A dark cloud has followed me all day.
But it’s worse than that. It’s more like a dark monster — spewing its foul hot breath down my neck — just waiting for its chance to devour me.
I’ve come to a restaurant where I haven’t been for a long time. I didn’t really want to deal with anyone I know, but I felt too restless to go home. I’m sitting next to a huge window with a view of a beautiful sunset on the horizon, but I don’t even feel like walking outside to take a photo.
The glorious red sky doesn’t match the blackness I feel inside.
It’s not depression that I feel. This sort of darkness is different. It’s more like hopelessness. It’s the feeling that I’ve been running a race — pushing toward the prize I needed with all my heart — and then finding that I’ve been running in a big circle. It’s the feeling that my time has been wasted. That I’ll never have what I’ve been chasing.
When I woke up this morning, I remembered a dream — a vivid night drama that had awakened me in the wee hours and made me feel terribly alone.
It wasn’t a long dream, but it hit me hard.
I was taking some art photos for a project. I don’t recall the details, but I liked the work I was doing. I knew that most people wouldn’t understand whatever it was. That was fine with me. I just wanted her to like it — to approve of my work and to understand it.
I had made large prints and mounted them for her to see. I proudly showed her what I had done, but she didn’t seem very interested. She said she didn’t think anybody would want to buy them. She said they were “OK.” She didn’t think they would make me popular. She was clearly disappointed in me.
I woke up right after the dream and it felt real. I felt as though my heart had been crushed. Not only had she not liked the work, but she made it clear that she wouldn’t think I was doing good work unless other people liked it and wanted to buy it.
She didn’t understand the work, but even worse, she didn’t care about it. She only cared whether other people would like it and buy it — whether it would make me popular.
I felt as though I had done it for her — for her approval. I had thought she understood what I was doing and would be proud of me. But she wasn’t proud. She didn’t care.
She didn’t understand me. She didn’t have faith in my work. She didn’t believe in me.
And that’s what made me feel so terribly alone as I laid there in the dark semi-consciousness of 4:30 a.m. She didn’t believe in me.
It just so happens that it was five years ago yesterday that I wrote something which I see as foundational to much of what I’ve been writing since then. In an article called, “We have a hunger for love just as strong as the need for food, water,” I wrote about what I see as the driving force in me.
I was in a hopeful place at the time, so I ended that by talking about the need to “never lose faith that love can save your life and give you new purpose when you least expect it.”
That hope and faith drove me — and drove much of what I’ve written since — but I’m losing the faith that I was so eager to talk about at the time. The evangelist for the gospel of love is slowly becoming a love agnostic.
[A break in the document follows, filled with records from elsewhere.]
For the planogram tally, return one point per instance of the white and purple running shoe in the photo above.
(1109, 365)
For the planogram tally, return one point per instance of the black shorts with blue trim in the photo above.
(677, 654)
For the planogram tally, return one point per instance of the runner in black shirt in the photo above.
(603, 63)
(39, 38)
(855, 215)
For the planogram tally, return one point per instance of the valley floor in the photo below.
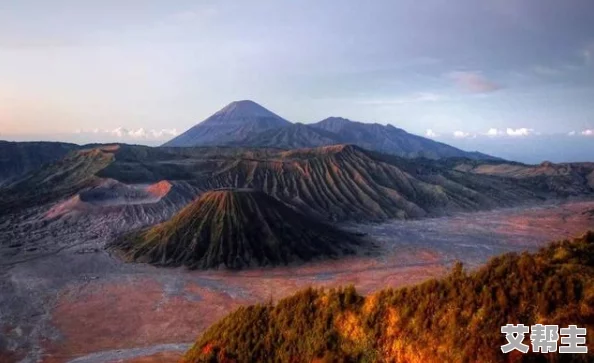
(76, 303)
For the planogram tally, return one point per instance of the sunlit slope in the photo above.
(236, 229)
(346, 182)
(454, 319)
(57, 180)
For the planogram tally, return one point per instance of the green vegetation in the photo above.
(453, 319)
(58, 180)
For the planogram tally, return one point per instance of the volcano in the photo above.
(236, 228)
(234, 123)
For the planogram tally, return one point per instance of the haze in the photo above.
(511, 78)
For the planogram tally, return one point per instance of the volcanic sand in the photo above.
(92, 307)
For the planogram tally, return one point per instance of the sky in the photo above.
(497, 75)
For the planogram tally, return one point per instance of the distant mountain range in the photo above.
(336, 183)
(245, 123)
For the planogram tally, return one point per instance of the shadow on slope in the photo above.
(236, 229)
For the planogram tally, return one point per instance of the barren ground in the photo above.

Every word that I wrote five years ago is still true. We do have a hunger for love. It is just as strong as the need for food and water. We die inside without the love we need.
But if you’ve been chasing love for years — and you discover that you’re running in circles — maybe there’s nothing waiting for me at the end of this race. Maybe the darkness is all there is.
Maybe she will never be there. Maybe being alone is all I’ve earned. Maybe she doesn’t believe in me. Maybe nobody who I want will ever understand and have the faith to take a chance on me.
And if this is all there is, what’s the point in my work? What’s the point of the meaning that I want to create?
What’s the point if there’s no one to create meaning for?
And in the wake of those horrible questions from the dream, I fear that my hope and faith are gone. And that’s why my dark companion has been following closely today, eager to point her accusing finger and tell me that nobody loves me or believes in me.
I don’t want to believe that dark monster’s whispers, but I have nothing to say that might show her she might be wrong.